La «fontana della vergogna» a Torre del Greco: ora il Comune corre ai ripari | VIDEO
Torre del Greco. Dopo il video di denuncia pubblicato da Metropolis Quotidiano relativamente al nuovo stato di degrado della fontana della vergogna a «Capo Torre», il Comune corre ai ripari e avvia un intervento urgente per riparare i guasti e frenare l’ondata di proteste di residenti e commercianti di via Roma.
A imprimere l’accelerazione è stato direttamente il sindaco Luigi Mennella, intervenuto personalmente per superare le tensioni e le dispute tra assessori sulle responsabilità del caso. Secondo quanto trapela da palazzo Baronale, il primo cittadino avrebbe sollecitato il dirigente del settore lavori pubblici ad attivarsi immediatamente per verificare le cause del nuovo malfunzionamento dell’impianto ornamentale, tornato al centro delle contestazioni dopo il ritorno di acqua torbida, muffe e chiazze di sporco all’interno delle vasche.

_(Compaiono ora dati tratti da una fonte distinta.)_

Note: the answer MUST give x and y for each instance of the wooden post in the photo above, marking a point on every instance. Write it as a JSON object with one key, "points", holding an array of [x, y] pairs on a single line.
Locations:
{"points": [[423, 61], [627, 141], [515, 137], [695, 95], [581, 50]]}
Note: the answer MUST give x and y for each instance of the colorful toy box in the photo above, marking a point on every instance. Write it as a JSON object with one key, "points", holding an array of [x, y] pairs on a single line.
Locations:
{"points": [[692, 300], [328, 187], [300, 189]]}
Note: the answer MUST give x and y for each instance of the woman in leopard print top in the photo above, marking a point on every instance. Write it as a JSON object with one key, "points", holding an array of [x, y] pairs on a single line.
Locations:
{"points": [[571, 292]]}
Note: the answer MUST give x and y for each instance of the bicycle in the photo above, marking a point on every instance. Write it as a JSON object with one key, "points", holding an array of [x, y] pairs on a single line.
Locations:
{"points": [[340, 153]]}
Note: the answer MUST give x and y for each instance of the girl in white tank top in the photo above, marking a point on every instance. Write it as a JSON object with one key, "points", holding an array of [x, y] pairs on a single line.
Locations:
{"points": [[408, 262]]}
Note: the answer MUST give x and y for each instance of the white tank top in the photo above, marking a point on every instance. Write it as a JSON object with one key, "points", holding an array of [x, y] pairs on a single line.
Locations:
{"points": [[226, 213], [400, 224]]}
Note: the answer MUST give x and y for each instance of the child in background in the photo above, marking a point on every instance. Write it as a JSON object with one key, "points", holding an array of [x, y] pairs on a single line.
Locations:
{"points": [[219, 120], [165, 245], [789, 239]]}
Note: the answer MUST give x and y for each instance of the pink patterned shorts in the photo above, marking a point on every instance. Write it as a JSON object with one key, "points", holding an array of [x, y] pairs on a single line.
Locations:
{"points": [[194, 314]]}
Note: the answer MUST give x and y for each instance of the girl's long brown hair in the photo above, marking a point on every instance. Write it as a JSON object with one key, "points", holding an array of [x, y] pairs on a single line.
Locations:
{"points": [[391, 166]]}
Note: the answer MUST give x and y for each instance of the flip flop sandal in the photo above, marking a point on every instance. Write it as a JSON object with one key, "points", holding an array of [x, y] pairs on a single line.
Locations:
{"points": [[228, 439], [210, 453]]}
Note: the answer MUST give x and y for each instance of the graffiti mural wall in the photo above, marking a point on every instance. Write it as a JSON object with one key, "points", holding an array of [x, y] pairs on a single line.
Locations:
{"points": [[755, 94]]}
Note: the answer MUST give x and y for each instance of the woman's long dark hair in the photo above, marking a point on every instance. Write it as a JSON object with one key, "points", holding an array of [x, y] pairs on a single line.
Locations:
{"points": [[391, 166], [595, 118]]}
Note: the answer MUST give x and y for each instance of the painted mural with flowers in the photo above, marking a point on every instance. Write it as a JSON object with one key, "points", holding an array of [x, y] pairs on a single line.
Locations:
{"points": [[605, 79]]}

A meno di 24 ore dallo scoppio delle polemiche sono così entrati in azione gli operai della ditta incaricata della manutenzione della fontana ornamentale. Le vasche sono state completamente svuotate e sono partite le verifiche tecniche sugli impianti di filtraggio e ricircolo dell’acqua, già indicati nei giorni scorsi come possibile origine dell’ennesimo disservizio.
L’obiettivo è accertare l’eventuale guasto e procedere rapidamente alle riparazioni necessarie per riportare la fontana in funzione. Nel frattempo, l’area è stata transennata e la fontana ornamentale è stata temporaneamente chiusa al pubblico per consentire lo svolgimento degli interventi in condizioni di sicurezza. Una decisione inevitabile, resa necessaria anche dalle condizioni in cui si presentava l’impianto.

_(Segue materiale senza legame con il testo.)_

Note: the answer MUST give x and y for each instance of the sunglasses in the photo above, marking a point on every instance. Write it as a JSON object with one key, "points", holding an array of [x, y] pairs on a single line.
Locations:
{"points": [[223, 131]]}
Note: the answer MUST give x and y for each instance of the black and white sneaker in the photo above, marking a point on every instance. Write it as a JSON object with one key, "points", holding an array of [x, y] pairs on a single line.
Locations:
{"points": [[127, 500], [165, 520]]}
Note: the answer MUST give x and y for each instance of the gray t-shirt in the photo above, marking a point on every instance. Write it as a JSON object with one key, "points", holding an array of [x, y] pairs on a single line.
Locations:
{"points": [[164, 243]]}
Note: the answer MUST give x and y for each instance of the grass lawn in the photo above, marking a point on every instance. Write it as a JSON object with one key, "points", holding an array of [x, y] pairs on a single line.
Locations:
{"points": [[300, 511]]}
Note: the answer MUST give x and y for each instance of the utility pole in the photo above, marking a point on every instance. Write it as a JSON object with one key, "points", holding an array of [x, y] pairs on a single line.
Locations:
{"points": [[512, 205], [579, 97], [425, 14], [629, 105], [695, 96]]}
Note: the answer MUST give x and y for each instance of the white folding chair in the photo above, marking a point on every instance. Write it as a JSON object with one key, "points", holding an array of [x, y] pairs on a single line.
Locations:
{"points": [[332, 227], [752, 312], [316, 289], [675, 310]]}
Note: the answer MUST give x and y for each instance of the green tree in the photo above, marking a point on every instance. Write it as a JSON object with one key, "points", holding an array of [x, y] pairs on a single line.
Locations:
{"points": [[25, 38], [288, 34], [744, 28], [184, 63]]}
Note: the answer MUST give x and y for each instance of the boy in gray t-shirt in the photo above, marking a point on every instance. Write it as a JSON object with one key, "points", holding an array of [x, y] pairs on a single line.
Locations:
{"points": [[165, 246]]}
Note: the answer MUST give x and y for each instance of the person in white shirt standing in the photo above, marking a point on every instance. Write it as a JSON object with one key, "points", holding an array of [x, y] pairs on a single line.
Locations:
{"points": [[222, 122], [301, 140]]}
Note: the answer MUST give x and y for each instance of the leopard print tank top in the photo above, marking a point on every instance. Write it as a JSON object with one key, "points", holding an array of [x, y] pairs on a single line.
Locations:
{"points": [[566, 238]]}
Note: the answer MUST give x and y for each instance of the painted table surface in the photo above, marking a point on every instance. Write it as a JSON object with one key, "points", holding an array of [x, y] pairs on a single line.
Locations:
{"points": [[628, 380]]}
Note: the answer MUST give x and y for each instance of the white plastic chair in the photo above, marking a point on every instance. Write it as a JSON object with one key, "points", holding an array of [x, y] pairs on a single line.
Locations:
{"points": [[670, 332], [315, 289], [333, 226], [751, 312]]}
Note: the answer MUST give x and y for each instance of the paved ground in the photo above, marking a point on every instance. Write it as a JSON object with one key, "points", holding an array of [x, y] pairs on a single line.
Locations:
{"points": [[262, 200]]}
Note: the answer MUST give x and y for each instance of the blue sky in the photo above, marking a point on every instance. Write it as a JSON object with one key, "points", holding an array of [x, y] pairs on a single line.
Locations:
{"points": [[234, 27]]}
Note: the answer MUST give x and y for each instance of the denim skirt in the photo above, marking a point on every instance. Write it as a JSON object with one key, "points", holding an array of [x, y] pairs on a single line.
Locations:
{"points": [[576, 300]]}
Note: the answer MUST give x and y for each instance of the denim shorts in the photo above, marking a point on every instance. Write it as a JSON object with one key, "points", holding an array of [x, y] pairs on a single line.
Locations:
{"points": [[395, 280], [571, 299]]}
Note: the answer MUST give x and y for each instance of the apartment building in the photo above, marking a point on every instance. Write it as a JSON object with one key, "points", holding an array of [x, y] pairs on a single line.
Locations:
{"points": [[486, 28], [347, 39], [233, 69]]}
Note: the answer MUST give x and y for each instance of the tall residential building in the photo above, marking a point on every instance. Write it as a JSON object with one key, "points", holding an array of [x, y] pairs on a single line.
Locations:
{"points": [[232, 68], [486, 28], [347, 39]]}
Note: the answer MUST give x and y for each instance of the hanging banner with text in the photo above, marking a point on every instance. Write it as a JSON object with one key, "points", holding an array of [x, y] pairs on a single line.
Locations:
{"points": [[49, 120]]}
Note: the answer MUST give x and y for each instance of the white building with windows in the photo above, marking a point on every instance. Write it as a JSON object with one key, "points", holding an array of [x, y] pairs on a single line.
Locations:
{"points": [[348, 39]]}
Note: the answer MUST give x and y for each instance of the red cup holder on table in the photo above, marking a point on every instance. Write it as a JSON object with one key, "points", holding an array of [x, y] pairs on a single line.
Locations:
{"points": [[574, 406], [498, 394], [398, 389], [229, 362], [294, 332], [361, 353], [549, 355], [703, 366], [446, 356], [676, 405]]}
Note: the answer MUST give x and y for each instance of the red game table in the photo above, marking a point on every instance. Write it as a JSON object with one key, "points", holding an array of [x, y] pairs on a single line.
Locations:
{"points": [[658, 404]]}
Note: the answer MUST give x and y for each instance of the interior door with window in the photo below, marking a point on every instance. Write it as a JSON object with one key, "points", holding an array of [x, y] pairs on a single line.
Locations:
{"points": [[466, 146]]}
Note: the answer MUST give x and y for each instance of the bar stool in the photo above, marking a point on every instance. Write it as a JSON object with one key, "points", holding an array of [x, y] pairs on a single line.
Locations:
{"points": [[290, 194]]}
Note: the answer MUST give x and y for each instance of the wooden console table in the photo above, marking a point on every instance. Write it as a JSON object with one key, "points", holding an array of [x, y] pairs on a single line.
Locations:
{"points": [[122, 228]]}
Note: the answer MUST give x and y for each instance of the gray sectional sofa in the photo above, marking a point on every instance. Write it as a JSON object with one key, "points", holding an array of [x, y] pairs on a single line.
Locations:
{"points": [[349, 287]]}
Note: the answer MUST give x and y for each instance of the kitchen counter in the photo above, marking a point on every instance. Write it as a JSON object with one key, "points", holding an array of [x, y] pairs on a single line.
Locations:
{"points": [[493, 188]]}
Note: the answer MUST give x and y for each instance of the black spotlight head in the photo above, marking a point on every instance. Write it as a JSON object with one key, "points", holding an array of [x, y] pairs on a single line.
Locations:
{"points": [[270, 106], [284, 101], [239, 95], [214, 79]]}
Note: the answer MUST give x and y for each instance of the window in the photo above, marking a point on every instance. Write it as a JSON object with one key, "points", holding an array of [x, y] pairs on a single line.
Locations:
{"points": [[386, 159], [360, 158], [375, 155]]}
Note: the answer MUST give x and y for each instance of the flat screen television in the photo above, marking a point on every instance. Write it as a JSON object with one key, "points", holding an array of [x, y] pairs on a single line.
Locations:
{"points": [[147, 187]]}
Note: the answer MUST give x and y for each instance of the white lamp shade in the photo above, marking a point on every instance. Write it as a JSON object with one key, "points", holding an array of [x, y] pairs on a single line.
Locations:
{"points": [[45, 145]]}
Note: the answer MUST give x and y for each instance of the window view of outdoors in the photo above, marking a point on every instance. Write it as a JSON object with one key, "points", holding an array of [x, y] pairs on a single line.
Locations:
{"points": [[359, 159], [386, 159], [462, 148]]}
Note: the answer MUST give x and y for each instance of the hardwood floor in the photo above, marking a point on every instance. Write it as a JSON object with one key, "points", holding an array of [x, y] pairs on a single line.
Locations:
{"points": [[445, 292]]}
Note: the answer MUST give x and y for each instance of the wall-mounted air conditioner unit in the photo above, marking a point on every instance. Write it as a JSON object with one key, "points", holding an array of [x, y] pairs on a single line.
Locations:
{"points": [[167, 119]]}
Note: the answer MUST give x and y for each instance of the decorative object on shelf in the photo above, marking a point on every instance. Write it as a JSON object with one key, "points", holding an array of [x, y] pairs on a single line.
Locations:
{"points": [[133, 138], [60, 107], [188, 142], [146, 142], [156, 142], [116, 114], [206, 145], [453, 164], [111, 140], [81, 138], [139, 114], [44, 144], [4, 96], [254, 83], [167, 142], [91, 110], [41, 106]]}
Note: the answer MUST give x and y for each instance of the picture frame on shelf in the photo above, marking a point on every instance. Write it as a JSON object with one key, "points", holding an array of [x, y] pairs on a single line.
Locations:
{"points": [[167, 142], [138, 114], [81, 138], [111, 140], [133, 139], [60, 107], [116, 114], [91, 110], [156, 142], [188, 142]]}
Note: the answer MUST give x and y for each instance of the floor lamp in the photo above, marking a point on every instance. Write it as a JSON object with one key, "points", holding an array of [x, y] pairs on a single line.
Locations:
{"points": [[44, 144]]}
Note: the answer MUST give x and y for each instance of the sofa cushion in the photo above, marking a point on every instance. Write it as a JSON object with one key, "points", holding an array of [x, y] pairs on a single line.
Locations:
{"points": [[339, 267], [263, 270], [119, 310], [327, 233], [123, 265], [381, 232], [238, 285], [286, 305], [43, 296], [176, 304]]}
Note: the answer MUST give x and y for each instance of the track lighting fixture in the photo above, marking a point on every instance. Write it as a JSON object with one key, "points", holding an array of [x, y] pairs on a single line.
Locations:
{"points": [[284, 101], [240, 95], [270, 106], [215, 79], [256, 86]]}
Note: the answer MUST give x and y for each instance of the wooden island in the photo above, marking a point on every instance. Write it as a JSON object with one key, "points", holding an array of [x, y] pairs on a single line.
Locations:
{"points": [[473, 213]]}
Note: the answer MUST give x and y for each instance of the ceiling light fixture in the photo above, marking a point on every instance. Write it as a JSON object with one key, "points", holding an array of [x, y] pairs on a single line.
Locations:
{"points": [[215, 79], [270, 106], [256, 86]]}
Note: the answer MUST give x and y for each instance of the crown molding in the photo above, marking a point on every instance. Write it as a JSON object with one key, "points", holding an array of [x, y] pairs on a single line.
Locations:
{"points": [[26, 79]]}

Il nuovo intervento arriva a pochi mesi dalla conclusione dei lavori di rifunzionalizzazione e manutenzione straordinaria che avrebbero dovuto segnare il definitivo rilancio dell’opera simbolo di «Capo Torre». Dopo il restyling, l’amministrazione comunale aveva parlato di un “nuovo inizio” per via Roma e per l’intera area interessata dalla riqualificazione urbana.

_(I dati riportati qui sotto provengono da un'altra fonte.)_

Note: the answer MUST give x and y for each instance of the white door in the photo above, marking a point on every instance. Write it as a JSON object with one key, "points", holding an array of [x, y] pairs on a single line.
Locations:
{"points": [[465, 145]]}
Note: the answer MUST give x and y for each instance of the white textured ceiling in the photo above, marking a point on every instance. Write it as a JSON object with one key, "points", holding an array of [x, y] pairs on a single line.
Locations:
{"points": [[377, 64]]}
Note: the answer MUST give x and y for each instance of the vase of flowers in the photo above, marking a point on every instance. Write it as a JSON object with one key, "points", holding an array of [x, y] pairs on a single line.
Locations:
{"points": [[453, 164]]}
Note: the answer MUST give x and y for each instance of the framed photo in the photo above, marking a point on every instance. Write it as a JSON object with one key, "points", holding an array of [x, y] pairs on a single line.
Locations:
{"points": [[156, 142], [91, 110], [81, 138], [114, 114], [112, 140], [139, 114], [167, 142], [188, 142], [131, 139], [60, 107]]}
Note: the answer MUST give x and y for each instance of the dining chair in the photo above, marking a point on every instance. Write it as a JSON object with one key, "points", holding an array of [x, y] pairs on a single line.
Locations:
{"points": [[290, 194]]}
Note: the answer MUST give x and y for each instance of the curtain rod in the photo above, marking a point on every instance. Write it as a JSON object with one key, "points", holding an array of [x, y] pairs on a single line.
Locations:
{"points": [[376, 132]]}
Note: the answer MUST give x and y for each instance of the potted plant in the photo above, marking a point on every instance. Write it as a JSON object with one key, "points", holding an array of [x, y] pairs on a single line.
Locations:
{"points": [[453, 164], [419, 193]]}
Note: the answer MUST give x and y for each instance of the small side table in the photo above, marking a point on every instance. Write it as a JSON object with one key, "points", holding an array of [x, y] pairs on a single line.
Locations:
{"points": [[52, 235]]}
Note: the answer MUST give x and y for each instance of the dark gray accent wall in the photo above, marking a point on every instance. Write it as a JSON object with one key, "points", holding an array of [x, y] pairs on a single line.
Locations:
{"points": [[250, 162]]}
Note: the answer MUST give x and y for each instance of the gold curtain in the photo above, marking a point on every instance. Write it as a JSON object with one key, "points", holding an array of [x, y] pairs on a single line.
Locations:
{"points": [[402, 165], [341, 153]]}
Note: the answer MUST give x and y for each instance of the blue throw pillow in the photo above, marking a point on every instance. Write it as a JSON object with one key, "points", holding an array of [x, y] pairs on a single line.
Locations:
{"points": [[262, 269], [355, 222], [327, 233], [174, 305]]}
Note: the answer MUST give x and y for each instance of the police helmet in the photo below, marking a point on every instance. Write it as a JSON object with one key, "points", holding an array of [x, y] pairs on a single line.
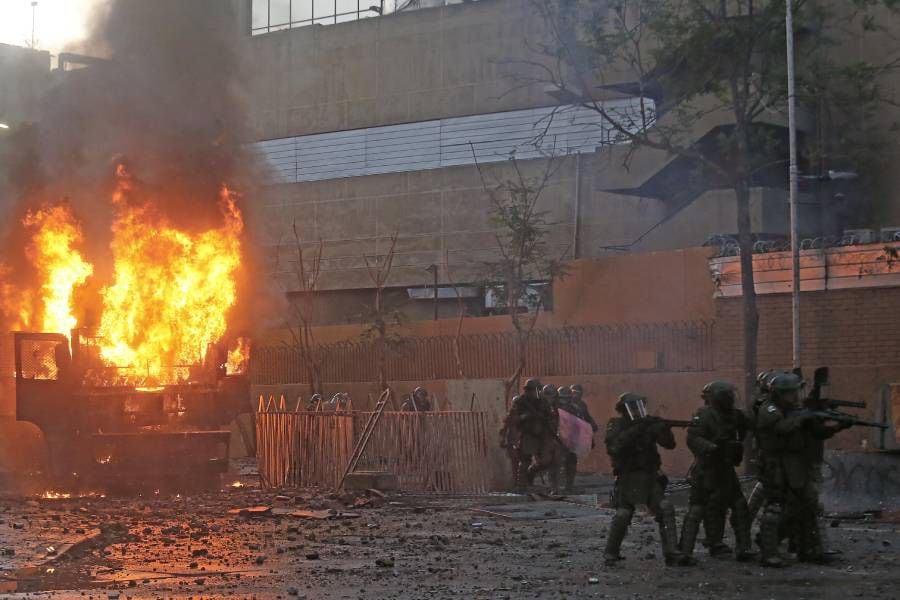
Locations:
{"points": [[786, 382]]}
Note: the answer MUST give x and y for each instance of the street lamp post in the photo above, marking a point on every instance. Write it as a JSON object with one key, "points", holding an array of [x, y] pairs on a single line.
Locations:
{"points": [[33, 12], [795, 217]]}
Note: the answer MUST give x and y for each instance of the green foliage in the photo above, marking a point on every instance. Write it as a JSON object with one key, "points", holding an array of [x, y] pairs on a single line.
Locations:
{"points": [[522, 232]]}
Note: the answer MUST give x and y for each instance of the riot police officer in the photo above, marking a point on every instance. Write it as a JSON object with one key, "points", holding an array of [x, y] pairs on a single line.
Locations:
{"points": [[783, 435], [530, 431], [716, 438], [631, 441]]}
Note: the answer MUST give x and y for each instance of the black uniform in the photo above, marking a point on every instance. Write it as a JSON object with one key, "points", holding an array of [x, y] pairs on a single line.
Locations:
{"points": [[632, 446], [716, 438], [530, 433]]}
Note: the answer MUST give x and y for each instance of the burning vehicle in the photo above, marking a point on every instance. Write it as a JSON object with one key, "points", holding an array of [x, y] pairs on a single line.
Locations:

Tuttavia, il rapido riaffiorare dei problemi ha riacceso il malcontento di cittadini e commercianti, esasperati da una vicenda che ormai da anni accompagna la storia della cosiddetta «fontana della vergogna». Adesso il Comune prova a correre ai ripari, nella speranza di evitare che l’ennesimo stop comprometta definitivamente l’immagine di rinascita che l’amministrazione comunale aveva tentato di costruire attorno a una delle opere pubbliche più discussi all’ombra del Vesuvio.